Agilio Performance, Explained

By Netronome | Mar 25, 2016

In many of the discussions I have with potential Agilio users and customers, the following question frequently comes up: “What is different about the Agilio platform and architecture that allow it to outperform other server-based networking solutions?” In networking, and especially in stateful networking, thread capacity is king. To drive high packet rates in networking applications, a high degree of parallelism through multi-threading is required.

A challenge with executing networking applications on general-purpose compute processors (e.g. Multicore MIPS cores, x86, or Arm cores) is that they lack sufficient thread capacity within tolerable power and cost profiles. Due to this low thread capacity, these cores must rely on an on-chip cache hierarchy (L1, L2, L3 caches) to achieve best-case performance. As a result, these cores tend to be larger (in cost and power) with only a singe thread or dual threads. If the application is continuously operating on a large working set, such as the case for networking applications with exact match tables with many entries, then on-chip caches do not help. As packet rates increase, every new packet arriving on the device flushes out the on-chip caches and forces the application execution cycle to stall on the CPU while critical data is accessed from external memory sources (e.g. DDR3). This is where parallelism can help.

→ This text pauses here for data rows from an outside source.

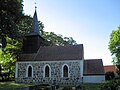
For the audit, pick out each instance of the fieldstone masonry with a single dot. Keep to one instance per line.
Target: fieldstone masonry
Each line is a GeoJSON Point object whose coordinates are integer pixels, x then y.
{"type": "Point", "coordinates": [56, 72]}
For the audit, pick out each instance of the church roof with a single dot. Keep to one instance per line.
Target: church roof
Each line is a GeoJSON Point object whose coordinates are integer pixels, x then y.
{"type": "Point", "coordinates": [93, 67]}
{"type": "Point", "coordinates": [52, 53]}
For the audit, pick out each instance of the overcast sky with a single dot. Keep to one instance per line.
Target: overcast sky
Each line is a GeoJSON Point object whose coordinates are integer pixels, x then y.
{"type": "Point", "coordinates": [89, 22]}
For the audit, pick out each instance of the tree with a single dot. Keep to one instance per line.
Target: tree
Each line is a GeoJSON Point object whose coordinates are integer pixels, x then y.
{"type": "Point", "coordinates": [114, 47]}
{"type": "Point", "coordinates": [58, 40]}
{"type": "Point", "coordinates": [10, 15]}
{"type": "Point", "coordinates": [109, 75]}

Netronome has implemented a large number of cores on its network flow processor (NFP), which drives the Agilio platform. Each RISC core on the NFP is 8-way threaded and is supported with a networking-optimized instruction set. The NFP cores are smaller in size, power, and cost, which allow an Agilio CX SmartNIC to support 48 cores (384 threads) while consuming less than 25W. This means that 384 packets can be processed in parallel, compared to only 24 packets in parallel on a 12-core dual threaded general-purpose processor. The parallelism allows for application execution to continue while networking data structures are being accessed. When memory I/O operations are in process, the NFP core can efficiently swap threads and continue execution without cycle time being spent (or wasted) throughout the memory I/O access time. This means the NFP cores are continuously operating on packets without down time, where as a general-purpose processor with a low thread count is often left waiting (a.k.a. stalling) each time memory is accessed. This is a very important architectural characteristic that contributes to Netronome’s leadership in high-performance server networking.

Many papers and articles have been written on the relationship between parallelism and networking. While this blog entry does not go into extreme detail on processor implementation and architecture, it aims to explain at a high level why Agilio SmartNICs show such high performance for networking applications like Open vSwitch (OVS) and Contrail vRouter compared to identical implementations on general-purpose compute platforms.

Robert Truesdell